LAW REGARDING MODIFICATION OF SCHEDULING ORDERS

"The District Court has wide discretion in its regulation of pretrial matters." Si-Flo, Inc. v. SFHC, Inc., 917 F.2d 1507, 1514 (10th Cir. 1990). Scheduling orders, however, "may be modified only for good cause and with the judge's consent." Fed. R. Civ. P. 16(b)(4). Accord Street v. Curry Bd. of Cnty. Comm'rs, No. CIV 06-0776 JB/KBM, 2008 WL 2397671, at *6 (D.N.M. Jan. 30, 2008)(Browning, J.). The advisory committee notes to rule 16 observe:

[T]he court may modify the schedule on a showing of good cause if it cannot reasonably be met despite the diligence of the party seeking the extension. Since the scheduling order is entered early in the litigation, this standard seems more appropriate than a "manifest injustice" or "substantial hardship" test. Otherwise, a fear that extensions will not be granted may encourage counsel to request the longest possible periods for completing pleading, joinder, and discovery.
Fed.R.Civ.P. 16(b)(4) advisory committee's note to 1983 amendment.

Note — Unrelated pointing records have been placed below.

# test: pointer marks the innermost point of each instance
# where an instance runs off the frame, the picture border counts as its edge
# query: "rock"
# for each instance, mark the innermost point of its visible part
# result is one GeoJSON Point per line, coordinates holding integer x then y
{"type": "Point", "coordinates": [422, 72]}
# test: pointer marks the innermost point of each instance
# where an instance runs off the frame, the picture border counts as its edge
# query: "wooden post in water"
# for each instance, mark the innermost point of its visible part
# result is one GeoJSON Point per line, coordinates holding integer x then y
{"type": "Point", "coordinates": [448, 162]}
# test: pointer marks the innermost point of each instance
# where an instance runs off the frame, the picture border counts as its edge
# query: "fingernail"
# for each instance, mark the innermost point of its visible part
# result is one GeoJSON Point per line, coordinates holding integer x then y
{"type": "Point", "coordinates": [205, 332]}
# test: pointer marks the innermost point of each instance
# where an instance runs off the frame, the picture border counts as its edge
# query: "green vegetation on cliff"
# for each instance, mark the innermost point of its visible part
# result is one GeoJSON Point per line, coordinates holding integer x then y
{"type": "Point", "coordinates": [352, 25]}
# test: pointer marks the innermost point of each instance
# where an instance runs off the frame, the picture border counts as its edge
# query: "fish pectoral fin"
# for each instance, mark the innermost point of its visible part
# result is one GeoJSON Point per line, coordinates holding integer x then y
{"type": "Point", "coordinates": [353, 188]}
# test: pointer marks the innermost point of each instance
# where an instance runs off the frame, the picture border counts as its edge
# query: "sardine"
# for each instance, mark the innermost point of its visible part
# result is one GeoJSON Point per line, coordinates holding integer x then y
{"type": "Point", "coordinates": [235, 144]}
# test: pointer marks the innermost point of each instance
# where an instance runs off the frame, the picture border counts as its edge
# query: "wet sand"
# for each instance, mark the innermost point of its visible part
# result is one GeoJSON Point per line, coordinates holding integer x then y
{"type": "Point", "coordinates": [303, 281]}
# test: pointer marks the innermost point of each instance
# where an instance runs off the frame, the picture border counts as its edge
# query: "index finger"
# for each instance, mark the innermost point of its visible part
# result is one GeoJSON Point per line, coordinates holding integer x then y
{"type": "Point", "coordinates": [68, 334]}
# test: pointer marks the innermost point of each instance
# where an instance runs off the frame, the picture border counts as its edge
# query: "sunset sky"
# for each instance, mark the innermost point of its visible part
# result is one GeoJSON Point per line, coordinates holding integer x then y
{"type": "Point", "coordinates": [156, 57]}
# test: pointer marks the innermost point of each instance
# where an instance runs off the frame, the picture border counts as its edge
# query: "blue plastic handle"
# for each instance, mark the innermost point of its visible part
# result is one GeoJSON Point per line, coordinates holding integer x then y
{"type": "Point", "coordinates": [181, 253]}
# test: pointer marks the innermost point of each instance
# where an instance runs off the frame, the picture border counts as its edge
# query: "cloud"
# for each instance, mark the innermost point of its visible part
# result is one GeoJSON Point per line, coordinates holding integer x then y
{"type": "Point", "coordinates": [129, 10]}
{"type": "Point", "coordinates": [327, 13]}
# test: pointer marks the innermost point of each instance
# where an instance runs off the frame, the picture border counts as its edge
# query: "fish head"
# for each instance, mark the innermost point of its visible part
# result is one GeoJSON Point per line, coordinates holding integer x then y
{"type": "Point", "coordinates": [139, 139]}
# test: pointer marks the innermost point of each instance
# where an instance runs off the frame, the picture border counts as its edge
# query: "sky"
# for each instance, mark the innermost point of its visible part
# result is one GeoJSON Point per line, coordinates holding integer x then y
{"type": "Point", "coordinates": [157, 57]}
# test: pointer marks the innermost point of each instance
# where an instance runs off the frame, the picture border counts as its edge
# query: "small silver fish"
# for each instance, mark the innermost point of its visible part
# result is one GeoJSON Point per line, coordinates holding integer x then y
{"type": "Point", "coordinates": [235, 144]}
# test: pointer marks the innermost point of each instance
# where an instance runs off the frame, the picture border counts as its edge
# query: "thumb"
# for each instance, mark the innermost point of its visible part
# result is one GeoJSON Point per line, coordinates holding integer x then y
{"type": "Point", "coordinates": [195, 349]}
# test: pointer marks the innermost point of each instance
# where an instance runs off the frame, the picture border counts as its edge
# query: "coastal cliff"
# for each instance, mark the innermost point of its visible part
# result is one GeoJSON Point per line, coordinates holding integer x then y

The United States Court of Appeals for the Tenth Circuit has held that the concepts of good cause, excusable neglect, and diligence are related. "The Tenth Circuit . . . has recognized the interrelation between 'excusable neglect' and 'good cause.'" Pulsecard, Inc. v. Discover Card Servs. Inc., 168 F.R.D. 295, 301 (D.Kan. 1996)(citing In re Kirkland, 86 F.3d 172, 175 (10th Cir. 1996)). "Properly construed, 'good cause' means that scheduling deadlines cannot be met despite a party's diligent efforts." Street v. Curry Bd. of Cnty. Comm'rs, 2008 WL 2397671, at *6. See Advanced Optics Electronics, Inc. v. Robins, 769 F. Supp. 2d 1285, 1313 (D.N.M. 2010)(Browning, J.)(noting that the "rule 16(b) good-cause inquiry focuses on the diligence of the party seeking [to] amend the scheduling order."). In In re Kirkland, the Tenth Circuit dealt with the definition of "good cause" in the context of rule 4(j) and noted:

[W]ithout attempting a rigid or all-encompassing definition of 'good cause,' it would appear to require at least as much as would be required to show excusable neglect, as to which simple inadvertence or mistake of counsel or ignorance of the rules usually does not suffice, and some showing of 'good faith on the part of the party seeking the enlargement and some reasonable basis for noncompliance within the time specified' is normally required.
86 F.3d at 175 (emphasis in original)(quoting Putnam v. Morris, 833 F.2d 903, 905 (10th Cir. 1987))(internal quotation marks omitted). The Tenth Circuit explained that Putnam v. Morris "thus recognized that the two standards, although interrelated, are not identical and that 'good cause' requires a greater showing than 'excusable neglect.'" In re Kirkland, 86 F.3d at 175.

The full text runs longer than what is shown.